Soon, very soon, she would be climbing the stairs and opening the door to her new bedroom. She would be sharing a mattress and bedsheets with Diaz.
How— how —was she supposed to separate her heart from her body and protect herself? she despaired for what had to be the hundredth time.
‘Do I need to have a talk with my chef?’ he asked lightly, interrupting her despairing thoughts. ‘This is the third meal we’ve shared that you’ve hardly touched.’
That evening they were dining under the stars. Diaz, sitting excruciatingly close to her, had been holding a steady stream of conversation about his plans to open a hotel in Iceland and steadily clearing his plate whilst Rose pushed the fresh seafood paella around hers.
Beneath the amiable conversation ran a strong undercurrent that pulled and tugged at the nerves in her stomach making it impossible to eat, no matter how divine the food tasted.
So strong were the nerves that she was close to wishing they’d skipped the pretence of dinner and gone straight to bed once the girls had fallen asleep. Got it over with.
It was the thought of it feeding the undercurrent. Tugging her nerves into a frenzy.
Not that it had to happen. Nothing did. If she chose, she could get into the bed and turn her back to him. If she trusted him with anything, it was that. He wouldn’t force her.
‘No, it’s lovely,’ she refuted. ‘I’m just not very hungry.’
Warm fingers touched her hand.
She didn’t want to look at him but his touch compelled her.
The green eyes that captured hers were stark but steady, his hand warm as he enveloped her clenched fist. ‘Relax, Rose. It’s just me.’

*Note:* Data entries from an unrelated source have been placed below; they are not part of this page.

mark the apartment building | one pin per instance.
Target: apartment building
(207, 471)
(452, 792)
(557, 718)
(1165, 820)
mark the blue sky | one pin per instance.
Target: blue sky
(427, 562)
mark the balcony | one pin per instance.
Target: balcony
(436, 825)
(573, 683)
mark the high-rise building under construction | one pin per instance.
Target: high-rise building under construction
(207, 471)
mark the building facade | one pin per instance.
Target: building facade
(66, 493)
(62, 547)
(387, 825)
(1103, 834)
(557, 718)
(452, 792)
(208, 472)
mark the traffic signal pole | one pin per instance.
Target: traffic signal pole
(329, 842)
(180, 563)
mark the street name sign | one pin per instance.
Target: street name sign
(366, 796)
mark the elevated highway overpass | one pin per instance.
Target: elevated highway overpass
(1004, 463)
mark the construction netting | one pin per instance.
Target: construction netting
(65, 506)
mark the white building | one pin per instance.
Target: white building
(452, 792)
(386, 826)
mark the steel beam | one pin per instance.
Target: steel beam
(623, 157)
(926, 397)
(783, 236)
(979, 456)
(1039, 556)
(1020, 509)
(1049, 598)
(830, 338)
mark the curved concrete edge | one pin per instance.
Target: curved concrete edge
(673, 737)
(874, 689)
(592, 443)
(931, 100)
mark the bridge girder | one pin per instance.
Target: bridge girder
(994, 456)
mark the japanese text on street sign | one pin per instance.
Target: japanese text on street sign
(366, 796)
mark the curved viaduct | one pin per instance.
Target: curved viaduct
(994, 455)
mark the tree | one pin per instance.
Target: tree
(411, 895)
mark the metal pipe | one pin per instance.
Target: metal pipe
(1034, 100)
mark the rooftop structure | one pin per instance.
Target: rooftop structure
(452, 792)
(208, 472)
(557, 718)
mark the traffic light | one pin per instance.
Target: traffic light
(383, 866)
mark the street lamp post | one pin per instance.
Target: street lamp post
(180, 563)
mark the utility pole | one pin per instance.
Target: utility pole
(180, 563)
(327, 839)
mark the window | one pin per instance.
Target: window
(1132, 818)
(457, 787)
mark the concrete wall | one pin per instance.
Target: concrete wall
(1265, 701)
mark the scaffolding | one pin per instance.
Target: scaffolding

Her short burst of laughter contained no mirth. ‘And that’s exactly why I can’t relax. We’ve never had the kind of relationship where we relax around each other.’
‘Point taken.’ He gazed at her a long moment before raising his wine glass with a wry smile. ‘To being able to relax in each other’s company.’
She didn’t think she was imagining his accent had become more pronounced as the meal had gone on. Usually, it was barely detectable.
The undercurrent was pulling and tugging at them both.
Slipping her hand away from his, she lifted her glass of untouched wine. ‘To getting through the summer without wanting to kill each other.’
His eyes glittered, amusement and something less definable. He took a drink. ‘We have made it this far. I will take that as a win.’
‘Always best to take your victories where you can.’
‘Undoubtedly… Are you going to eat any more?’
She glanced at her mostly full plate and shook her head.
‘Would you like dessert? Coffee?’
Another wordless refusal.
After a beat, he gave a sharp, decisive nod and pushed his chair back. ‘In that case, I shall go up to bed.’
Her stomach crashed to her feet, her heart, which had been incapable of beating a normal rhythm the whole day, flipping over on itself.
On his feet, he extended an open hand to her and, his voice even, said, ‘Are you going to come up too?’
His meaning was clear. The meaning ringing in his eyes was clear.
The thrashing of her heart and the longing in her veins were even clearer.
Rose picked up her glass of wine and drank the contents in two giant swallows. And then she pushed her own chair back.